Metascientists also flout another common norm: that “good” scientists shy away from the limelight. For better or worse, metascience research often receives widespread attention not only among scientists, but also among media and the general public. “The brighter you shine in the public eye, the more disdainfully your colleagues may look upon you,” Clancy explains, citing Carl Sagan as an example of a brilliant scientist who was adored by the public but shunned by his peers. When the “Sagan Effect” strikes scientists popular to the general public, they are perceived by their colleagues as less serious, and their work is seen as less rigorous.

Clancy says that although some scientists have thanked her for her work exposing the prevalence of sexual harassment and assault in fieldwork, not all have been supportive. “Unfortunately, many of my colleagues don’t see this research as research,” she says. “People think of me as an activist instead of a scholar, instead of realizing those are intricately entwined.”

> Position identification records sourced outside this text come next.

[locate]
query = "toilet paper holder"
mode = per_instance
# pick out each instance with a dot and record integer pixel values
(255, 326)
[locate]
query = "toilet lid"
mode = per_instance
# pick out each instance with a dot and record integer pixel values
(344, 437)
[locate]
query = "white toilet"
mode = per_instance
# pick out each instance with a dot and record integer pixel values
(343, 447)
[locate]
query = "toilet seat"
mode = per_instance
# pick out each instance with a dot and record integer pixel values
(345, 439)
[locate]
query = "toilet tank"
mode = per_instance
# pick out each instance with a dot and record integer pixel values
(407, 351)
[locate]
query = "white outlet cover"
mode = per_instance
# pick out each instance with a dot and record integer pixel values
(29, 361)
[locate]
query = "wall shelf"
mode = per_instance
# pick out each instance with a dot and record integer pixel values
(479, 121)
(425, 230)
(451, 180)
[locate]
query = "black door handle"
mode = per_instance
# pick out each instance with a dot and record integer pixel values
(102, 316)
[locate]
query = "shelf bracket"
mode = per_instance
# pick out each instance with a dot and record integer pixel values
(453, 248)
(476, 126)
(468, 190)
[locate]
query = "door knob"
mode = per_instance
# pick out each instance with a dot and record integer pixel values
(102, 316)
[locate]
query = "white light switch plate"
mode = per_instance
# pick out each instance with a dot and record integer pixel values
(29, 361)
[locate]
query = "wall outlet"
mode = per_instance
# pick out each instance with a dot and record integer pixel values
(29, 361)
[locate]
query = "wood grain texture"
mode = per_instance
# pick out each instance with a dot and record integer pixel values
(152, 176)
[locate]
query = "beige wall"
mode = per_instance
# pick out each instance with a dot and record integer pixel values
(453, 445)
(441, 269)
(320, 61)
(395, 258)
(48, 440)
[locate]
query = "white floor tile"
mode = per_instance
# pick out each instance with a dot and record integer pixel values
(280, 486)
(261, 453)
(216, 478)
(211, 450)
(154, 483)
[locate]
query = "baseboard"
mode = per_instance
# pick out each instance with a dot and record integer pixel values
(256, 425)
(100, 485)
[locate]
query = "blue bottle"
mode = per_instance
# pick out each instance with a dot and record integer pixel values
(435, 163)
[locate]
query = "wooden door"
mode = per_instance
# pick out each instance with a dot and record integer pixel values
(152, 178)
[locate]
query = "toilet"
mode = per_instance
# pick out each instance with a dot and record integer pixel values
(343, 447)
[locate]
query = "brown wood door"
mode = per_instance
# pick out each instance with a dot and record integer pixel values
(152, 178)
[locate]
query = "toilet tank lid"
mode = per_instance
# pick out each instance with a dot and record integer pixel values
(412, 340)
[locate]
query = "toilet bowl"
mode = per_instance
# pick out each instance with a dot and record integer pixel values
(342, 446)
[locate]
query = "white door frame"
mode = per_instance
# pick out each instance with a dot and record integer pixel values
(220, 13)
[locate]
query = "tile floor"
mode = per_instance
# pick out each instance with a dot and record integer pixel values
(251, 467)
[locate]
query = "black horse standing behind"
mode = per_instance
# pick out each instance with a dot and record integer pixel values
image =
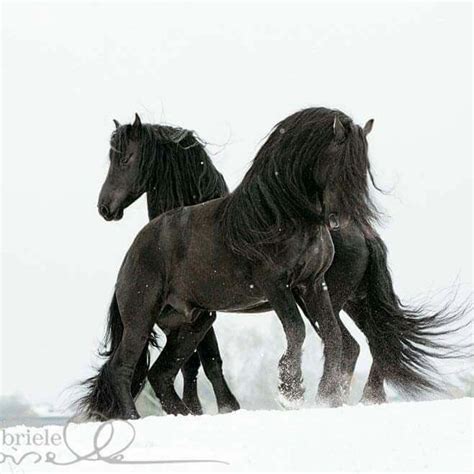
(172, 167)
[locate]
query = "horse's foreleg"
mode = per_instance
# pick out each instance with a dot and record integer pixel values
(350, 347)
(190, 372)
(180, 345)
(137, 326)
(211, 360)
(291, 379)
(374, 391)
(319, 311)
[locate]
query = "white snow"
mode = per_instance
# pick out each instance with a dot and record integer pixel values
(423, 436)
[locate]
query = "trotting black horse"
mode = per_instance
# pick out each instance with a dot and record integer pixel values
(172, 167)
(266, 242)
(399, 338)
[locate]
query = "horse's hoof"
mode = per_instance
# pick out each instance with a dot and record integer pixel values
(372, 398)
(291, 399)
(330, 399)
(229, 407)
(194, 407)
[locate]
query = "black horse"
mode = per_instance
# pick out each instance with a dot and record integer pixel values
(266, 242)
(400, 339)
(174, 170)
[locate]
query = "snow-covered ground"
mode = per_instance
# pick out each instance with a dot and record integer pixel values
(423, 436)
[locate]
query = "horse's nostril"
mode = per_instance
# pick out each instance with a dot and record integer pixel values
(104, 210)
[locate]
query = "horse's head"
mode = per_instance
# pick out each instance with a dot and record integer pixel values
(122, 185)
(342, 169)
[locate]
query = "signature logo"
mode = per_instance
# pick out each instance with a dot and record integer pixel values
(110, 441)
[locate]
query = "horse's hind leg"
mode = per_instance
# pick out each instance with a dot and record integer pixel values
(137, 319)
(374, 391)
(350, 347)
(190, 394)
(291, 379)
(180, 345)
(211, 360)
(319, 311)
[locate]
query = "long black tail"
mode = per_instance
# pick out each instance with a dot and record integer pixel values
(100, 401)
(405, 342)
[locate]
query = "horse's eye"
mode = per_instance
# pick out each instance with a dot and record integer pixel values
(126, 159)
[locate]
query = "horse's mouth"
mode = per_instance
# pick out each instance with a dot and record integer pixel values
(116, 216)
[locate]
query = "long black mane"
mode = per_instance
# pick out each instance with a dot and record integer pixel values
(174, 166)
(299, 171)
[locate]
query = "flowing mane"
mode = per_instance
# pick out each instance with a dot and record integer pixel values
(174, 165)
(301, 171)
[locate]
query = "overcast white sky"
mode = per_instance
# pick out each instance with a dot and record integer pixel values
(230, 72)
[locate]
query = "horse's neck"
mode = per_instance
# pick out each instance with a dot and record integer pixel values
(156, 205)
(152, 204)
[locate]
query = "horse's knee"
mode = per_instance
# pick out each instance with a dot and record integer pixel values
(191, 368)
(213, 368)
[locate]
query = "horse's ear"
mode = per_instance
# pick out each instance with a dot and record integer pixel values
(338, 129)
(368, 127)
(138, 123)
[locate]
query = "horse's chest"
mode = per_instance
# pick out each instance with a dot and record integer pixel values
(315, 256)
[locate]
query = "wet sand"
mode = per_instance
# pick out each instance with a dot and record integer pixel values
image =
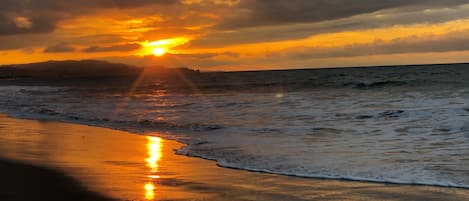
(125, 166)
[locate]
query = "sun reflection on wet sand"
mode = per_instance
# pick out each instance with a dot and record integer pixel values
(154, 151)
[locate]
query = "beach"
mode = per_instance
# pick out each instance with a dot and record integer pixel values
(110, 164)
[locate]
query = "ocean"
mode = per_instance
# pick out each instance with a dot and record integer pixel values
(404, 124)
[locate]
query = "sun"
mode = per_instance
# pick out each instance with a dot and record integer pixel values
(159, 51)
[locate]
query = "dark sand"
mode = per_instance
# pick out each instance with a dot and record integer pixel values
(125, 166)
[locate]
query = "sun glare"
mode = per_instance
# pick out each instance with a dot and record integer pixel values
(159, 52)
(161, 47)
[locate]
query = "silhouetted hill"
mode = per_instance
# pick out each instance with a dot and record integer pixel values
(84, 69)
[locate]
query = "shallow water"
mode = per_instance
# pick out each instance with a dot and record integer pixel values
(401, 125)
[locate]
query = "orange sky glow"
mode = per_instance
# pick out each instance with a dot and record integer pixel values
(238, 34)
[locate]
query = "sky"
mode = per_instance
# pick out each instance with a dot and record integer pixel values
(236, 34)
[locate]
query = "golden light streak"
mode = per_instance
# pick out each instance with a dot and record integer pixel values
(160, 47)
(154, 151)
(159, 52)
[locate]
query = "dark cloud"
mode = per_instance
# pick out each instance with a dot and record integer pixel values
(276, 12)
(59, 48)
(113, 48)
(43, 15)
(454, 41)
(304, 30)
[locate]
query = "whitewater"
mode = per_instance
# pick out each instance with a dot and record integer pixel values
(407, 125)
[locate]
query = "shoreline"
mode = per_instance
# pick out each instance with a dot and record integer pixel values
(105, 152)
(166, 137)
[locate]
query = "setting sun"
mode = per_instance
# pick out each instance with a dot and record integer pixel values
(159, 52)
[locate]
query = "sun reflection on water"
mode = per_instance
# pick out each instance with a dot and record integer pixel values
(154, 147)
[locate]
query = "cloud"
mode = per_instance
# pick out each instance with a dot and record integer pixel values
(41, 16)
(380, 19)
(453, 41)
(252, 13)
(23, 22)
(59, 48)
(113, 48)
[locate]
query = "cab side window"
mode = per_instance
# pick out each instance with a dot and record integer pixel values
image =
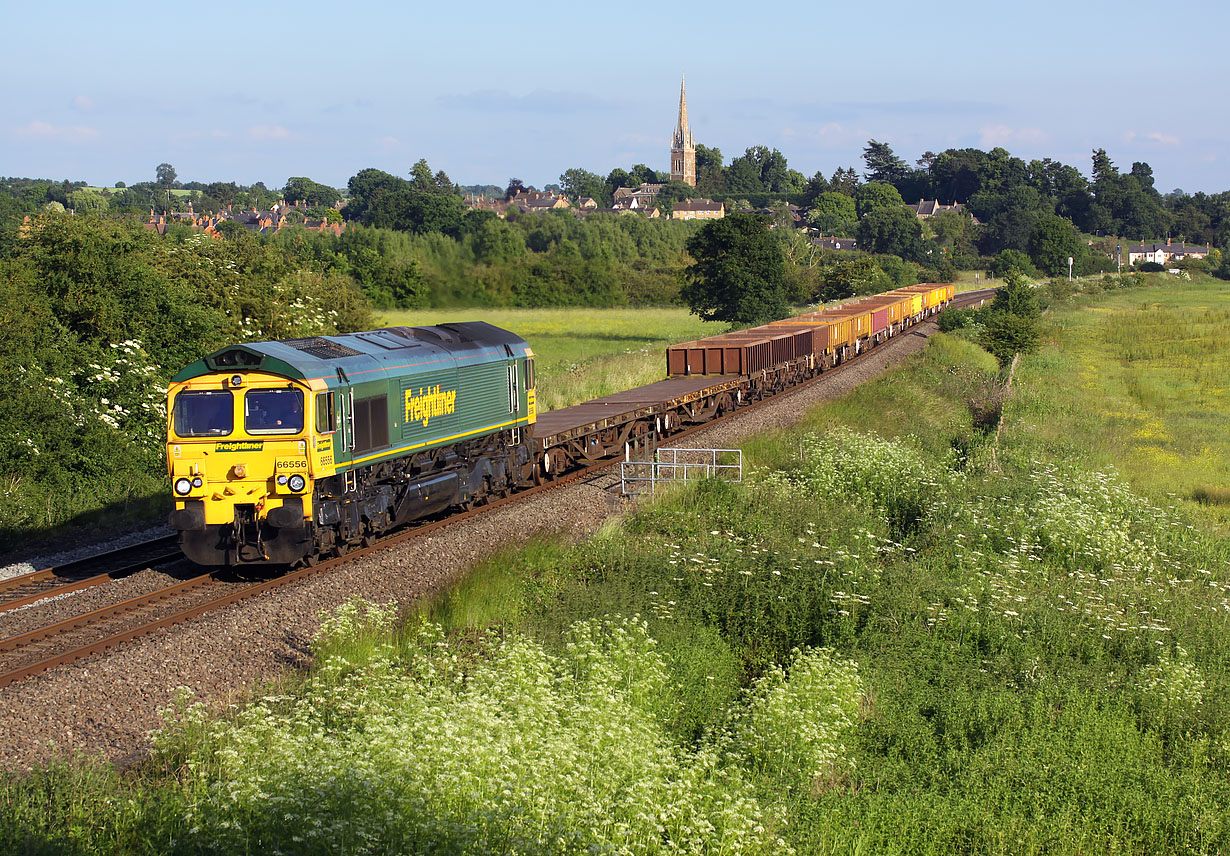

“Recently, a colleague told me that I’m really ‘buzzy’ right now,” she continues. “But that same colleague never invites me to collaborate on research, even when I’m an expert and would be perfect for [that project].” She has been approached to collaborate on further sexual harassment and assault research, but not her other lines of research. “I thought gaining some level of notoriety for [the SAFE paper] would make it so that people would reach out to me or want to collaborate with me on my other research as well, but that hasn’t happened.”

Is it right for you?

Rather than tallying up the potential career pros and cons, metascientists are motivated by a desire to improve the culture of the science community, as well as their own research. Because this research often stirs criticism, practitioners must have a thick skin and clear sense of purpose. Fang says that he has encountered pushback from colleagues who believe that work that is critical of the scientific process gives ammunition to science deniers. Fang understands that point of view, but doesn’t let it get in the way of his work. “I see myself quoted by creationists, climate change deniers,” he says. “Honestly, I just ignore it.” Hiding criticisms is not productive, he says, and won’t improve science. “The best way to deal with the situation as we have it today is to confront it in a forthright and transparent manner, and to do everything we can to make it more robust, more reliable, and to identify problems that lead to less reliable or less valid research.” He sees his metascience work as an important piece of that effort.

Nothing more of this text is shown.